An incident response plan should also include a list of vendors likely to be needed or involved in a breach, along with contact information and pertinent contract details, such as response times or responsibilities in the event of an incident. This enables the university to engage external support as quickly as possible. Ideally, vendors should be involved in incident response drills and negotiate contracts or retainers for resources such as forensics, data breach notification and resolution. You do not want your team to meet for the first time on “game day.”
While some activities and resources will be unique to the college and the type of exposure, all organizations share some common requirements. Letters are often necessary to notify impacted individuals, and media releases are typically beyond the capabilities of internal resources. To the extent possible, these elements should be prepared ahead of time, and incident response drills need to be practiced to allow a quick and effective response should a breach be reported.
Effective Breach Response
In the previous example, data was stored in an insecure location for a number of years before the college became aware of the situation. This is surprisingly common. Research conducted by Verizon revealed that two-thirds of data exposures exist for months or even years before being discovered. It is critical to spot and address a breach quickly.
An effective breach response is crucial in mitigating potential harm for those affected by the exposure, as well as for the organization. A college may sustain significant reputation damage from a breach. First, the factors that allowed the breach to occur must be identified and resolved as quickly as possible. Compliance with breach notification laws and any requirements for insurance coverage should be attended to immediately. Care must be taken so that incomplete or inaccurate information is not communicated prematurely.
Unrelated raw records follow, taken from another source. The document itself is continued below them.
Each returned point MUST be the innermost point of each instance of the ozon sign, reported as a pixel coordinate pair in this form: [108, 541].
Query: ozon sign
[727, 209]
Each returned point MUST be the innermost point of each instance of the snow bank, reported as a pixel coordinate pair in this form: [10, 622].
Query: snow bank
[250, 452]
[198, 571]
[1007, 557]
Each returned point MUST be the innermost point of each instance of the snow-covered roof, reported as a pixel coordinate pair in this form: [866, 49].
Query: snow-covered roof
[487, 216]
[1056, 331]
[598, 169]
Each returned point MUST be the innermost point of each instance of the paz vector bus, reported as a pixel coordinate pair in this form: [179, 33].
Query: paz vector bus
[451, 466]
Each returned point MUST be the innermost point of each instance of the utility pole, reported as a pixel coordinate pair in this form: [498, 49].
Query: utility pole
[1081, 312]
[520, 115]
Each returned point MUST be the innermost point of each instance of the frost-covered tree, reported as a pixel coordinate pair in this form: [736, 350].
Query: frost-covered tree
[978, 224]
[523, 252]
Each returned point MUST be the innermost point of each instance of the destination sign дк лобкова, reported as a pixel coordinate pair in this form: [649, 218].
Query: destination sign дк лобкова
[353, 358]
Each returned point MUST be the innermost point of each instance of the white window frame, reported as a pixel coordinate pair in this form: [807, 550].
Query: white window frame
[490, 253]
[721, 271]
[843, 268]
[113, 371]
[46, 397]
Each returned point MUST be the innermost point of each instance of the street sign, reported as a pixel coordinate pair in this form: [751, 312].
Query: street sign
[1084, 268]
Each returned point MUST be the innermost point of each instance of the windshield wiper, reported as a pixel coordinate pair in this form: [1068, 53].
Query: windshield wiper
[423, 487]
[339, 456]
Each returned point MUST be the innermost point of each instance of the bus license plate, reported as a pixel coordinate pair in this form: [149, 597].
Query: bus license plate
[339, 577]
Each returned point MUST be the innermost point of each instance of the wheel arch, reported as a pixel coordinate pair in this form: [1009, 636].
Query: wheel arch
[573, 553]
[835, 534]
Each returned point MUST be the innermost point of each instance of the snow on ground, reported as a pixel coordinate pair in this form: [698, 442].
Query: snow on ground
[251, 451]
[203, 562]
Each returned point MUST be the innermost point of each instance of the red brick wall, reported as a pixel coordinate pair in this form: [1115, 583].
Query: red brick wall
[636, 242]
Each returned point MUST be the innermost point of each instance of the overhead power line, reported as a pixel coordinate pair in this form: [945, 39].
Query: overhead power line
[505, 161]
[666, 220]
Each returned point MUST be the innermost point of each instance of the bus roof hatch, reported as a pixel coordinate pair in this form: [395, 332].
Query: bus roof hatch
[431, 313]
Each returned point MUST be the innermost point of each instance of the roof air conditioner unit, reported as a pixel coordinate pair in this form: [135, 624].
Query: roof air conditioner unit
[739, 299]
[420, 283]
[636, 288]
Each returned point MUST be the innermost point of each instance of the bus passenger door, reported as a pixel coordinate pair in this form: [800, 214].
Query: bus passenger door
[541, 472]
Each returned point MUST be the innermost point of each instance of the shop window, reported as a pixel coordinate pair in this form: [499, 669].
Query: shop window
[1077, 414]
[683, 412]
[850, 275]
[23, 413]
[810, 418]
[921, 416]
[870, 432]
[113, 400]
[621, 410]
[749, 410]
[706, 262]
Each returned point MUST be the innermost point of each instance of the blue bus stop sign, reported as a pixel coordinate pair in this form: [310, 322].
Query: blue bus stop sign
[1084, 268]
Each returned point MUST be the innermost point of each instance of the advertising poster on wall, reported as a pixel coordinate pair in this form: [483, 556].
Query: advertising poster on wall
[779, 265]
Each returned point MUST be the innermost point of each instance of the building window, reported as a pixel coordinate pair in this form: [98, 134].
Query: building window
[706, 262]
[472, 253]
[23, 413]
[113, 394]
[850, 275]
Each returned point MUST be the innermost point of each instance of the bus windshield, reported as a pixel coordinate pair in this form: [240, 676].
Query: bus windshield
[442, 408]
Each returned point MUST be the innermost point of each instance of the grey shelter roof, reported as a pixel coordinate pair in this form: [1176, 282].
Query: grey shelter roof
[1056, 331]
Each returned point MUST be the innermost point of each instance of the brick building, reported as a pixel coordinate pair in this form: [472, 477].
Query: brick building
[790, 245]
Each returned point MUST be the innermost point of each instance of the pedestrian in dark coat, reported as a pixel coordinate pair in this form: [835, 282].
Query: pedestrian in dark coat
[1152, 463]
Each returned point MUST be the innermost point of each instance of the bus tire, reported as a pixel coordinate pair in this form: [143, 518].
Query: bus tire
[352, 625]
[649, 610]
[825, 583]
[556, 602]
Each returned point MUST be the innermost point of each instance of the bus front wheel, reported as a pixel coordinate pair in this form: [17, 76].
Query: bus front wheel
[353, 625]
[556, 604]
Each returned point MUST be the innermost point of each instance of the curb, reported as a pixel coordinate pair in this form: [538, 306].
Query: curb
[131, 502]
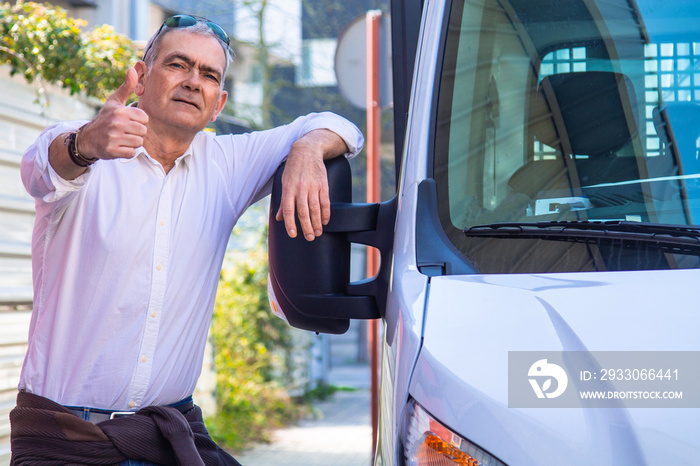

After resolution, review existing security protocols in light of what was learned during the event, and update the WISP accordingly. Faculty, staff, students, collaborators and vendors may need updated training, and ongoing education around cybersecurity issues is one of the best ways to raise awareness of the issues and risks on campus.
Another vital facet of any breach response is the mitigation of harm. Assistance will vary depending on the type of data compromised, but may come in the form of credit monitoring, access to fraud resolution experts, and other tools that help individuals limit potential identity theft or resolve identity theft that occurs as a result of the exposure. Universities that experience a breach should also consider using a call center for victims to contact to ask questions or seek additional information. A letter may meet a legal requirement for notification, but human beings often feel more comforted talking to a knowledgeable, empathetic person. Additionally, the technical language mandated by a notification law is often unclear to recipients who are unfamiliar with legal terms, data breach impact and the risk of identity theft.
A mixture of thoughtful data protection methodologies and proactive response planning can enable higher learning institutions to better identify and secure data and mitigate damage from a breach. The process of forming the WISP and incident response plan is a key exercise, and proves far more educational and valuable than simply creating a document from a template and posting it on an intranet. The WISP and incident response plan are like a fire safety plan: they need to be developed by someone with experience who is working with the institution to customize, communicate and practice the plans. This helps ensure that, in an emergency, decisions are not born of panic. It will also reduce the immediate impact and the risk of reputational harm, litigation, fines and other financial damages.